Controle químico das doenças da soja – cuidado com as cultivares

É necessário redobrar a atenção com as cultivares mais sensíveis, as de ciclo longo e as plantadas no início de novembro, pois elas podem precisar de duas ou mais aplicações.

Margareth Santos
Manejo

Cuidados importantes para as cultivares

As cultivares mais sensíveis, de ciclo longo e cultivares plantadas no início de novembro, necessitam de atenção redobrada, pois pode se fazer necessário duas ou mais aplicações.
Para as cultivares mais tolerantes, cultivares de ciclo longo e cultivares plantadas em outubro, existe a possibilidade de controlar a ferrugem com uma única aplicação, desde que o surgimento da doença ocorra a partir do estágio R4 – considerando toda a macrorregião de cultivo – e as condições climáticas não favoreçam a progressão da ferrugem.
Assim sendo, recomenda-se, impreterivelmente, realizar a aplicação em R4, caso não tenha sido registrado anteriormente nenhum foco de ferrugem na macro-região, utilizando misturas de triazóis mais estrobirulinas.

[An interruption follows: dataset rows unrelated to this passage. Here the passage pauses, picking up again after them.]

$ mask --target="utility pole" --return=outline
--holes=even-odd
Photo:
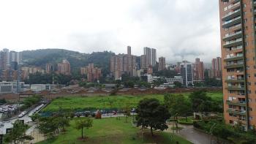
[[[214,128],[215,128],[215,126],[217,126],[217,124],[214,124],[212,126],[211,126],[211,129],[210,129],[210,140],[211,140],[211,137],[212,137],[212,132],[214,131]]]

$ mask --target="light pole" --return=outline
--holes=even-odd
[[[217,124],[214,124],[211,127],[211,129],[210,129],[210,140],[211,140],[211,136],[212,136],[212,132],[214,131],[215,126],[217,126]]]

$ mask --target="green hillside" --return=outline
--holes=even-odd
[[[40,49],[23,51],[23,58],[24,66],[42,68],[45,68],[47,63],[56,64],[63,59],[67,59],[70,63],[72,72],[78,72],[80,67],[93,62],[96,67],[102,69],[103,74],[107,74],[109,72],[110,56],[114,54],[111,51],[94,52],[89,54],[64,49]]]

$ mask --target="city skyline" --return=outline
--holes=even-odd
[[[5,21],[0,24],[2,31],[0,48],[15,51],[64,48],[81,53],[111,50],[125,53],[122,48],[131,45],[134,48],[133,53],[140,56],[143,54],[140,48],[146,46],[157,49],[157,56],[165,57],[167,61],[192,61],[195,57],[200,57],[203,61],[210,62],[209,56],[220,56],[219,26],[217,24],[219,22],[217,1],[211,1],[211,4],[206,0],[165,1],[157,4],[153,1],[110,1],[109,4],[101,1],[102,4],[99,4],[99,1],[72,1],[71,4],[55,1],[50,7],[47,1],[39,4],[25,1],[17,4],[22,7],[12,8],[10,2],[1,1],[0,11],[8,15],[0,15]],[[118,7],[113,6],[116,4],[113,3]],[[62,6],[58,7],[59,12],[53,12],[54,6],[59,4]],[[90,6],[95,7],[93,6],[96,5],[97,9],[90,8]],[[73,10],[76,7],[78,10],[66,12],[66,10]],[[82,9],[81,7],[86,7]],[[48,8],[48,12],[42,13],[42,8]],[[97,12],[98,8],[102,10]],[[110,8],[111,10],[108,10]],[[101,12],[104,10],[106,14]],[[33,12],[30,12],[31,10]],[[88,10],[93,12],[89,12],[91,15],[86,14]],[[173,13],[173,11],[178,11],[178,17],[165,14]],[[206,13],[202,11],[207,11],[207,15],[202,17],[201,13]],[[187,12],[192,15],[188,16]],[[64,15],[67,18],[64,18]],[[9,16],[13,18],[10,19]],[[177,23],[187,19],[193,20]],[[99,24],[102,21],[105,24]],[[198,23],[204,24],[198,26]],[[37,29],[39,27],[40,29]],[[187,32],[192,29],[194,31]]]

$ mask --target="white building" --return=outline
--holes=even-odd
[[[174,76],[173,78],[165,78],[167,83],[168,84],[173,84],[174,82],[177,81],[183,84],[183,78],[182,76]]]
[[[148,77],[148,83],[153,83],[154,80],[159,79],[160,77],[153,76],[151,75],[147,75]]]
[[[32,84],[30,86],[30,89],[33,91],[39,92],[45,90],[50,91],[56,88],[56,85],[52,84]]]
[[[19,83],[19,91],[23,91],[24,82],[20,82]],[[10,94],[17,92],[17,82],[0,82],[0,94]]]

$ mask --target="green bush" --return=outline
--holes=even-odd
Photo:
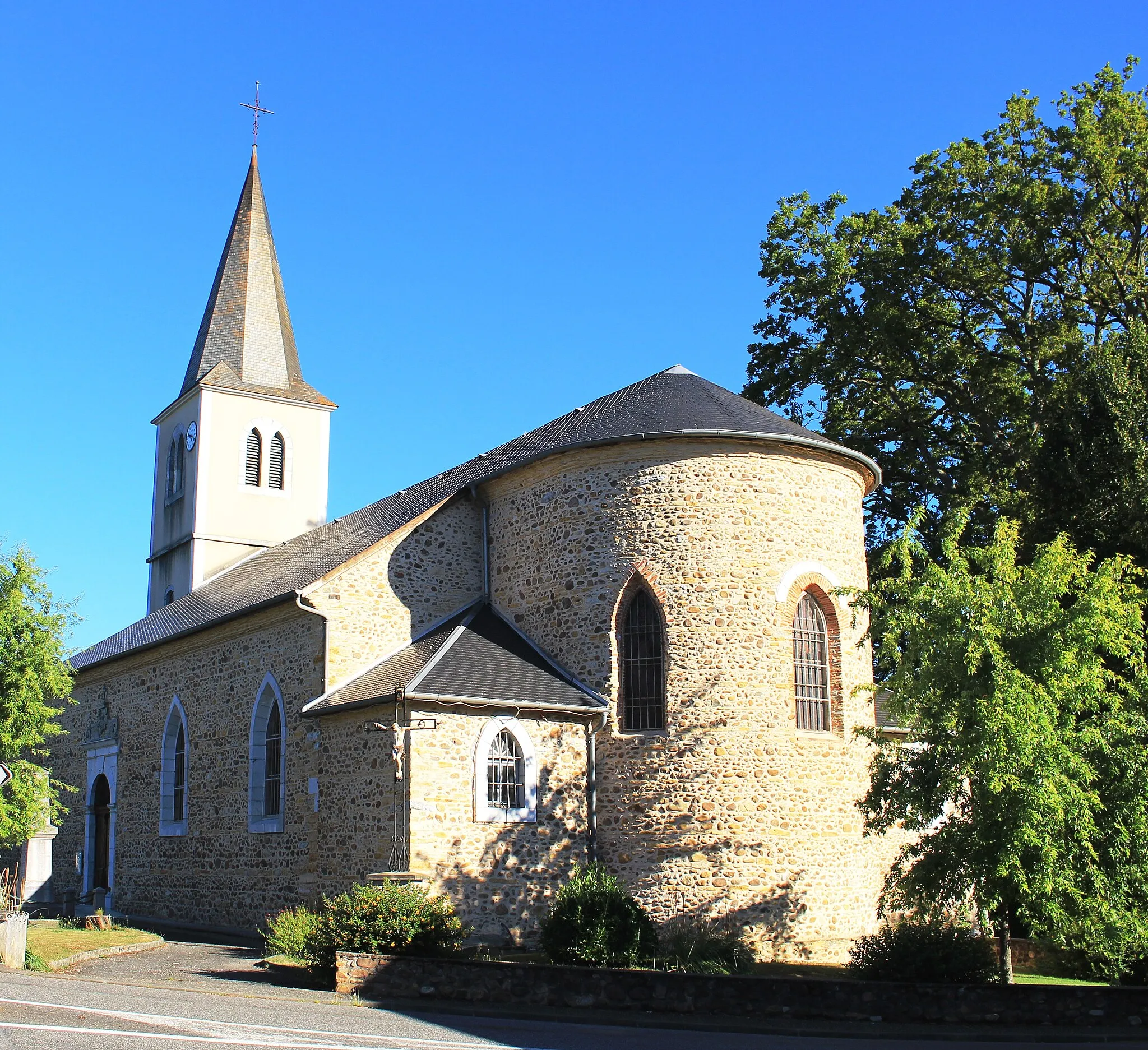
[[[542,924],[542,950],[569,966],[636,966],[654,956],[658,934],[642,905],[595,863],[558,890]]]
[[[315,940],[318,916],[309,908],[285,908],[267,916],[263,931],[263,955],[286,955],[300,962],[308,960],[308,950]]]
[[[850,949],[850,971],[870,981],[937,981],[963,985],[998,979],[992,941],[968,926],[912,918],[860,938]]]
[[[420,886],[352,886],[323,899],[304,958],[334,970],[336,951],[443,955],[457,951],[466,933],[450,900],[429,896]]]
[[[678,973],[740,973],[753,965],[753,949],[736,926],[681,918],[662,932],[657,964]]]

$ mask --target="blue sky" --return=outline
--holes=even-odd
[[[0,542],[86,645],[145,610],[149,420],[247,166],[332,516],[677,361],[731,389],[777,197],[886,203],[918,154],[1128,53],[1127,3],[0,8]],[[1138,83],[1142,83],[1142,77]]]

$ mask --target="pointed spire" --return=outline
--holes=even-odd
[[[214,386],[331,404],[303,382],[255,146],[180,396],[209,373]]]

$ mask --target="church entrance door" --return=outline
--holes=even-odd
[[[111,846],[111,788],[108,778],[100,773],[92,784],[92,818],[94,820],[94,847],[92,886],[108,889],[108,868]]]

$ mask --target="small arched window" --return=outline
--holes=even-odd
[[[271,450],[267,454],[267,484],[272,489],[284,487],[284,436],[276,434],[271,438]]]
[[[168,446],[168,485],[164,493],[168,499],[177,499],[184,495],[184,438],[176,434]]]
[[[537,815],[538,775],[534,745],[515,718],[491,718],[474,749],[474,817],[530,822]]]
[[[251,715],[248,831],[284,830],[286,742],[282,698],[267,675]]]
[[[808,591],[793,615],[793,691],[797,728],[828,733],[829,630],[825,614]]]
[[[522,748],[509,730],[501,730],[487,752],[487,806],[521,809],[526,794],[526,763]]]
[[[622,729],[661,729],[666,724],[666,659],[661,616],[650,592],[630,599],[622,619]]]
[[[247,435],[247,458],[243,464],[243,482],[249,485],[259,484],[259,464],[263,458],[263,438],[259,431],[251,427]]]
[[[187,834],[187,716],[177,697],[168,710],[160,755],[160,834]]]

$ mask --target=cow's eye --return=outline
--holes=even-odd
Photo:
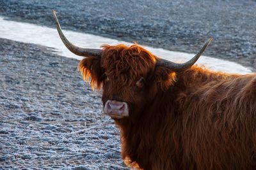
[[[105,81],[108,81],[109,80],[109,79],[108,78],[108,76],[106,74],[106,72],[104,73],[104,76],[105,77]]]
[[[146,81],[145,80],[145,78],[143,77],[141,77],[139,79],[139,80],[138,80],[138,81],[136,83],[136,85],[138,88],[141,89],[141,88],[143,87],[145,81]]]

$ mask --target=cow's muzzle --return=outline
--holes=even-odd
[[[128,106],[125,102],[108,100],[105,104],[104,112],[115,118],[129,117]]]

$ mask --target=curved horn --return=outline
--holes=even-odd
[[[93,48],[84,48],[78,47],[70,42],[67,39],[62,32],[61,28],[60,27],[59,21],[58,20],[58,17],[56,14],[56,11],[52,10],[53,17],[55,20],[55,24],[56,25],[58,32],[59,33],[60,37],[62,40],[62,42],[66,46],[66,47],[72,53],[77,55],[87,57],[87,56],[93,56],[100,57],[102,54],[102,50],[99,49],[93,49]]]
[[[172,69],[173,71],[177,71],[177,72],[181,72],[182,71],[185,71],[187,69],[189,69],[189,67],[191,67],[196,62],[196,60],[199,59],[199,57],[201,56],[201,55],[204,52],[206,48],[210,44],[211,41],[212,39],[213,39],[212,38],[210,38],[208,39],[207,42],[206,42],[206,43],[204,45],[203,48],[202,48],[201,50],[199,51],[199,52],[196,55],[195,55],[195,57],[193,57],[190,60],[187,61],[185,63],[177,64],[177,63],[174,63],[171,61],[168,61],[168,60],[161,59],[157,61],[156,66],[164,66],[164,67],[170,68],[170,69]]]

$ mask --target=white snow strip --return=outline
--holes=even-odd
[[[53,18],[52,18],[53,20]],[[61,20],[60,19],[60,22]],[[67,57],[81,59],[81,57],[70,52],[62,43],[56,29],[35,24],[9,21],[0,17],[0,38],[24,43],[40,45],[56,48],[58,54]],[[115,45],[120,43],[131,43],[116,39],[104,38],[89,34],[84,34],[71,31],[63,31],[67,38],[77,46],[85,48],[99,48],[103,44]],[[208,38],[205,38],[205,41]],[[214,43],[214,41],[212,42]],[[202,45],[203,46],[203,45]],[[172,52],[162,48],[144,46],[154,54],[163,59],[173,62],[185,62],[195,55],[193,53]],[[211,48],[211,46],[209,46]],[[200,49],[198,49],[199,50]],[[196,62],[206,67],[214,70],[231,73],[246,74],[251,70],[234,62],[202,56]]]

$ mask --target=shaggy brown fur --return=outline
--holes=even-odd
[[[108,99],[126,102],[129,117],[115,121],[122,155],[143,169],[256,169],[256,76],[182,73],[156,66],[138,45],[103,46],[101,60],[79,68]],[[141,88],[135,85],[140,77]]]

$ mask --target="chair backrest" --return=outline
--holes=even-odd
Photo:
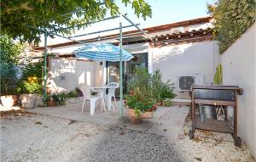
[[[85,98],[86,99],[90,99],[90,87],[84,83],[80,83],[79,87],[82,91],[84,98]]]
[[[119,83],[118,83],[118,82],[110,82],[110,83],[107,84],[107,87],[115,87],[115,88],[118,88],[118,87],[119,87]]]
[[[115,90],[119,87],[119,84],[118,82],[110,82],[107,84],[107,87],[108,87],[108,94],[114,96]]]

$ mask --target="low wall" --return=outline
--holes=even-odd
[[[213,41],[154,47],[153,70],[159,69],[164,81],[175,83],[177,98],[190,98],[188,92],[181,93],[177,90],[177,76],[201,74],[205,75],[207,83],[211,84],[217,57],[218,46]]]
[[[223,82],[244,89],[238,98],[238,134],[256,157],[256,25],[221,56]]]
[[[77,59],[51,59],[49,68],[51,73],[50,86],[72,91],[78,87],[79,83],[85,83],[90,86],[99,85],[101,84],[99,81],[102,81],[102,75],[99,71],[101,66],[98,64]]]

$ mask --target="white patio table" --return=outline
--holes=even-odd
[[[103,104],[103,109],[104,111],[106,112],[106,107],[105,107],[105,101],[108,102],[108,99],[106,98],[106,90],[108,88],[111,88],[111,87],[107,87],[107,86],[102,86],[102,87],[90,87],[91,91],[95,92],[99,92],[100,98],[102,98],[102,104]],[[111,103],[112,104],[112,103]]]

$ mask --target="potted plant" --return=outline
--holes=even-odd
[[[1,102],[3,107],[10,108],[17,103],[16,95],[3,95],[1,96]]]
[[[22,53],[23,46],[15,42],[8,35],[0,36],[0,95],[4,107],[12,107],[17,103],[15,89],[19,83],[17,56]]]
[[[33,109],[36,104],[37,94],[41,93],[42,86],[38,82],[23,81],[18,91],[23,93],[20,95],[22,107],[27,109]]]
[[[162,104],[166,98],[172,98],[172,84],[163,82],[159,70],[149,74],[145,68],[135,69],[132,81],[128,84],[129,94],[125,96],[125,104],[131,122],[141,119],[152,118],[157,104]]]
[[[125,96],[125,105],[131,123],[140,123],[142,119],[152,118],[157,106],[155,98],[137,89],[132,94]]]

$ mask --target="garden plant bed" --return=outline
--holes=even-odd
[[[189,119],[178,139],[23,111],[1,113],[1,161],[251,161],[228,134],[189,140]]]

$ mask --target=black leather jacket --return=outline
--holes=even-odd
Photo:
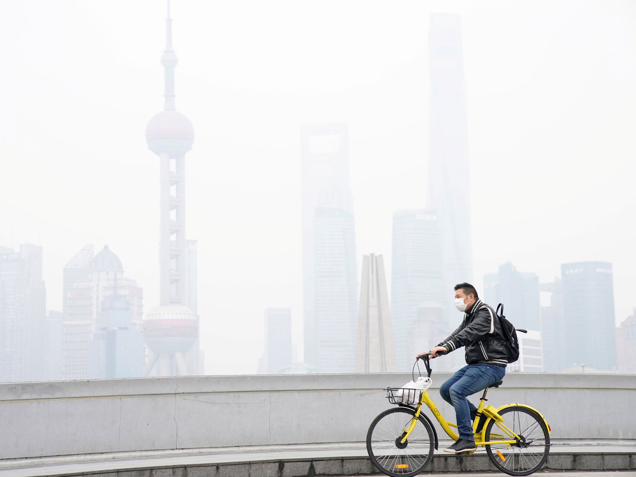
[[[504,340],[495,311],[478,299],[464,314],[462,324],[438,346],[448,352],[464,346],[469,364],[487,363],[505,368],[508,360],[502,344]]]

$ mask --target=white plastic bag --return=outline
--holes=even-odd
[[[431,378],[420,376],[415,382],[409,381],[396,391],[396,401],[410,405],[416,405],[420,402],[420,392],[425,391],[432,384]],[[400,399],[401,398],[401,399]]]

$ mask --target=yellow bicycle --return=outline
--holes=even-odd
[[[429,355],[422,355],[420,358],[426,366],[427,382],[430,385]],[[488,387],[499,387],[502,382]],[[457,429],[457,425],[444,418],[425,389],[422,391],[387,388],[389,402],[399,407],[380,413],[369,427],[366,435],[369,457],[378,470],[391,477],[410,477],[422,472],[433,457],[434,448],[438,448],[437,432],[429,417],[422,412],[423,404],[452,439],[459,438],[452,429]],[[475,444],[478,448],[486,448],[490,460],[502,472],[513,476],[530,475],[548,459],[550,426],[539,411],[523,404],[508,404],[499,408],[485,406],[487,391],[487,388],[483,391],[473,423]],[[477,432],[481,419],[486,420],[481,432]],[[474,452],[461,453],[470,455]]]

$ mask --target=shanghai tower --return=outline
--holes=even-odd
[[[450,319],[453,287],[473,279],[466,86],[459,16],[431,16],[428,207],[441,239],[442,305]],[[454,328],[454,327],[453,327]]]

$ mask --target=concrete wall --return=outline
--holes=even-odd
[[[434,373],[429,392],[454,422],[434,389],[449,376]],[[359,442],[373,417],[390,407],[382,389],[410,379],[378,373],[0,384],[0,459]],[[488,399],[495,406],[537,408],[555,439],[636,439],[636,375],[511,373]],[[438,432],[447,438],[439,427]]]

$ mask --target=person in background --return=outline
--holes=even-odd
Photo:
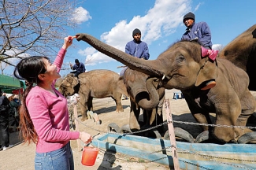
[[[181,40],[198,41],[204,48],[207,49],[207,56],[212,55],[216,57],[218,51],[212,50],[212,36],[208,24],[206,22],[195,23],[195,14],[191,12],[184,16],[183,23],[187,27],[187,29],[182,35]],[[214,61],[211,61],[216,65]],[[202,72],[204,71],[200,72],[202,72],[202,74],[204,74]],[[213,72],[210,79],[202,84],[201,90],[208,90],[215,87],[216,82],[214,77],[215,75]]]
[[[24,142],[36,144],[35,169],[74,169],[70,140],[92,140],[84,131],[70,131],[66,98],[54,87],[67,49],[74,37],[64,39],[53,64],[46,57],[22,59],[14,69],[15,77],[27,81],[20,107],[20,135]],[[35,86],[33,86],[35,83]]]
[[[150,58],[149,50],[147,44],[141,40],[141,31],[135,28],[132,31],[133,40],[127,42],[125,46],[125,53],[136,57],[148,60]]]
[[[2,133],[2,150],[6,150],[9,148],[13,147],[13,145],[9,144],[9,101],[8,98],[2,95],[3,93],[0,89],[0,131]]]
[[[18,95],[13,95],[9,98],[9,116],[13,116],[14,120],[11,124],[11,126],[16,125],[16,127],[19,126],[20,116],[19,116],[19,106],[20,105],[20,102],[19,101]]]
[[[75,60],[75,65],[72,65],[71,63],[69,63],[70,65],[70,68],[72,70],[75,70],[73,72],[71,72],[70,73],[75,73],[75,76],[78,76],[78,75],[80,75],[82,72],[85,72],[85,66],[83,65],[83,63],[80,62],[78,59]]]
[[[148,60],[150,58],[147,44],[141,40],[141,31],[135,28],[132,31],[133,40],[129,41],[125,45],[125,53],[138,58]],[[124,68],[121,71],[120,76],[123,76],[128,67],[121,66]],[[126,95],[123,95],[123,100],[128,99]]]

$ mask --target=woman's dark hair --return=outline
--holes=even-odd
[[[20,79],[24,79],[27,83],[27,88],[22,94],[22,105],[20,107],[20,137],[23,137],[24,142],[31,142],[37,143],[38,135],[35,130],[34,124],[30,117],[26,105],[26,98],[33,87],[33,83],[40,82],[39,75],[46,72],[44,60],[49,61],[46,57],[35,56],[22,59],[15,67],[13,75]]]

A aplicação visa também o controle das doenças de final de ciclo – crestamento de cercospora (Cercospora kikuchii) e septoriose (Septoria glycines) –, cujo controle não deve ser esquecido, já que podem provocar perdas de até 20% na produtividade final.

Tratando os casos de mancha-alvo e antracnose

Nas ocorrências de mancha-alvo e antracnose, bons resultados de controle foram obtidos com baterias de aplicações de benzimidazóis iniciadas próximas ao florescimento das plantas, sobretudo se as condições climáticas na ocasião estiverem favoráveis a estas doenças, ou seja, com dias nublados, alta precipitação e temperaturas em torno dos 28–30ºC.
Para o controle da antracnose podem ser utilizadas aplicações de produtos formulados com estrobirulinas e triazóis, desde que próximas ao florescimento, e caso haja também a presença de ferrugem na região. No entanto, se o objetivo for também o controle da mancha-alvo, é indispensável a adição do benzimidazol fortalecendo uma mistura tripla.